Tarzan, my periodically sweet 5-year-old. woke up this morning replaced by Tarzan-o-saurus Rex.
The first thing he did was throw a Jurassic Park-sized tantrum over a Krispy Kreme doughnut.
I’m not kidding. He took no prisoners.
I bought Krispy Kremes for Tarzan and Jane (a rare treat) a few days ago and I made a point of dividing them equally. Tarzan finished his last doughnut the day before and this morning he wanted me to short Jane and give him the last one.
“I hate you,” Tarzan screamed at me when I didn’t relent, “You lie. You don’t love me.”
Fighting words for a kindergartner … and all over stupid, artery-clogging fried dough.
(I guess that will teach me for buying glazed goods …)
He exhausted the better part of an hour yelling, crying, demanding his way. He woke up his sister, refused to get dressed, or cooperate, or eat anything else, and kept screaming.
I thought I was going to lose my marbles.
Thank God kindergarten drop-off arrived by noon and I ran today.
Before kindergarten a neighbor took Tarzan for a play date with her son. (We trade off and help each other regularly.) I could have kissed her when Tarzan went to her house today. She and a guardian angel out there saved me.
I worked while he gone. I picked Tarzan up right before noon, gave him lunch and took him to school.
Once he was gone again … I ran out my frustrations with him… hard.
I ran and I prayed … for a reason to be grateful again because today motherhood felt like punishment, not grace.
A friend of mine, another mom with a challenging child, summarized it perfectly the other day when we were chatting. Sometimes you get a “plus-kid” — the kind who no matter what you do or how many times you set boundaries the child demands more, more, more … of you.

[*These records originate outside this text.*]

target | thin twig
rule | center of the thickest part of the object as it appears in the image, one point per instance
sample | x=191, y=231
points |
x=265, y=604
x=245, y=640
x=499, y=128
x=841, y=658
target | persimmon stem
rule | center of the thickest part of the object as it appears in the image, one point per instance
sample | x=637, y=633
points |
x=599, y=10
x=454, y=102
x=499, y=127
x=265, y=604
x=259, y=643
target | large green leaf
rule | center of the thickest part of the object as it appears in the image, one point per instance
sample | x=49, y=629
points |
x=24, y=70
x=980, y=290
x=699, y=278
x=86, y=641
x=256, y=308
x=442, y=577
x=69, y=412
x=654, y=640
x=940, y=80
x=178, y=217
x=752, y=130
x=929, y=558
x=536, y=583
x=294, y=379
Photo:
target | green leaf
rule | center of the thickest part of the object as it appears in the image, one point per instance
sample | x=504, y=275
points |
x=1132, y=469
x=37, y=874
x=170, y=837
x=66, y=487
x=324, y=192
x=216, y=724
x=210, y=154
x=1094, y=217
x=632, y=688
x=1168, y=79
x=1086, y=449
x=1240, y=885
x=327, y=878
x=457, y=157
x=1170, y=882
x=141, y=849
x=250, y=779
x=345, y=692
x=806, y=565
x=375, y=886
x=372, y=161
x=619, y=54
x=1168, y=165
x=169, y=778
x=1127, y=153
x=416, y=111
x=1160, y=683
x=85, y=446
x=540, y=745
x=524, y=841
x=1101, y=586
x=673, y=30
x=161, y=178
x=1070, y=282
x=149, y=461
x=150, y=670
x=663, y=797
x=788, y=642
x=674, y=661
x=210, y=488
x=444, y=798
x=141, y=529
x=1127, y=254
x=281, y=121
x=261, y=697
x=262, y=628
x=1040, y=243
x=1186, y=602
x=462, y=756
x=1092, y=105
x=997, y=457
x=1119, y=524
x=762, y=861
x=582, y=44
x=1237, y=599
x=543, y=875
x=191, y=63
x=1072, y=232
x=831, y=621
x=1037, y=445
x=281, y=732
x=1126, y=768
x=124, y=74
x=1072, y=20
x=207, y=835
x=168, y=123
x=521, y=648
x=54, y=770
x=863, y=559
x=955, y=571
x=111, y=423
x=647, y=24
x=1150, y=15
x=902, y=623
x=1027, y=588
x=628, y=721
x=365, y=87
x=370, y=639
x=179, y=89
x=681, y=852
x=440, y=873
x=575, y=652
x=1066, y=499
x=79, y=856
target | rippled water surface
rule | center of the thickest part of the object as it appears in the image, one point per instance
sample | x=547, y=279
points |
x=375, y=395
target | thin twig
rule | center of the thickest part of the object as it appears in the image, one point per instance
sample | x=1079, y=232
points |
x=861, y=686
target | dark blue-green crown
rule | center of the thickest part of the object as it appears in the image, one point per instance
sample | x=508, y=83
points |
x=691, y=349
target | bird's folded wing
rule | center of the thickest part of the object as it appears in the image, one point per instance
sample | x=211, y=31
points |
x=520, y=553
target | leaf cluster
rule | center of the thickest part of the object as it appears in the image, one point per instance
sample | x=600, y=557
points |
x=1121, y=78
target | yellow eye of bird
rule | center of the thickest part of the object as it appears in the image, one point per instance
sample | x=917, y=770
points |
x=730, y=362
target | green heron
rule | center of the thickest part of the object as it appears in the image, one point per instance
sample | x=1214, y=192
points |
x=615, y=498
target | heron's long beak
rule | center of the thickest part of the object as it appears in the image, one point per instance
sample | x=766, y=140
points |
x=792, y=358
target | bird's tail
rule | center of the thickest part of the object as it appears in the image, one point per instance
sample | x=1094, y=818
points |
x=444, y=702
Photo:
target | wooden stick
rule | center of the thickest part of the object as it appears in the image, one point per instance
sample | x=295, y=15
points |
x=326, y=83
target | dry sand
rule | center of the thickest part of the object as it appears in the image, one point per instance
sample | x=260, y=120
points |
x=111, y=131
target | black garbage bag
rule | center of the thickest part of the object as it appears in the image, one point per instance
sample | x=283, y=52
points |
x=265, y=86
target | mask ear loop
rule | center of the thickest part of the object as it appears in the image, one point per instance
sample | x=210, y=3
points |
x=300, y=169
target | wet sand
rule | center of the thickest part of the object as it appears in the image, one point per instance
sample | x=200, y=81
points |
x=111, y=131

Such moments remind me of that scene in “Jurassic Park” where the raptors peck at the fence, looking for weaknesses to break down.
I can no sooner let my guard down before Tarzan’s off testing my mettle, patience and sanity.
The good side is, if I can channel his tenacity into something positive he’s going to be an incredible young man some day. (Please God, help me do it.)
Recently I read a book, “A Thousand Gifts,” by Ann Voskamp. In it she challenges herself to journal a thousand gifts of gratitude in her own life, referring to eucharisteo — “giving thanks” in Greek. (It’s also where the phrase, Eucharist, derives.)
Her observations are deeply moving and spiritual. She has an exquisite command of language and imagery — a “writer’s writer” who polishes phrases into jewels.
Anyway, my point is Voskamp, the author, is a farmer’s wife who home-schools six children (I think I’d be shooting staples into my forehead if that were me, especially after today) and she’s able to identify all this gratitude in her life, in the big and the small ways, in the beautiful and the tragic, and yes, even when her children drive her nuts like Tarzan did with me today. It’s an incredible read.
As I ran today I hunted and pecked, raptor-style, for my own lost gratitude.
I began to count and create my own “runner’s eucharisteo” — the large and small gifts, extraordinary and everyday — brought into my life.
1. The warm sun on my face.
2. The Colorado Rockies in the distance.
3. The tranquility after the emotional “storms” (such as today’s)
4. Time alone with my thoughts, able to hash things out.
5. The endless blue skies above me and the slight golden changing of the leaves.
6. The sweat on my body (cleansing away my anger)
7. My Dayglo-yellow water bottles I carry on my fuel belt.
8. The delicious taste of cold water on my parched lips.
9. The friend who watched my son today while I worked.
10. A body fit enough to keep moving forward (and that took me to the Boston Marathon).
11. The sound of my feet striding on dirt and pavement.
12. People who read this blog and cheer me on.
13. The smile and waves of people on my path today.
14. Running partners and friendships.
15. My digital running buddies on Dailymile.com and Facebook.
16. Getting to witness other athlete’s stories, hard work and progress.
17. Feeling my muscles work hard and push.
18. Looking down at my Garmin and the surprise of seeing I’m faster (or slower) than I thought.
19. Enjoying a hot shower after a run.
20. The smell of cut grass by the golf course along my path.
I hope you see where I’m going with this … the gratitude began to drain away my anger and replaced it with … ta-da … joy!
Eucharisteo, runner’s style, pulled me out from the morning’s muck.
21. The fortitude to nurture a little boy with a penchant for pushing boundaries.
22. Participating in Kids Running America — a running program at my children’s school.
23. Running downhill, holding Tarzan’s hand, during a recent Kids Running America session.
24. Accepting his apology later today.
25. The strength to move past Krispy Kremes and Tarzan-o-saurus Rex. (Next time, however, I’ll pass on buying doughnuts.)
The day is over now and I have much more to be thankful for, then not.
A runner’s eucharisteo — I’m sure I could count to a thousand on my own list.
Give it a try.
Aging is inevitable, but growing old is a choice. Lace up your shoes, and let’s go!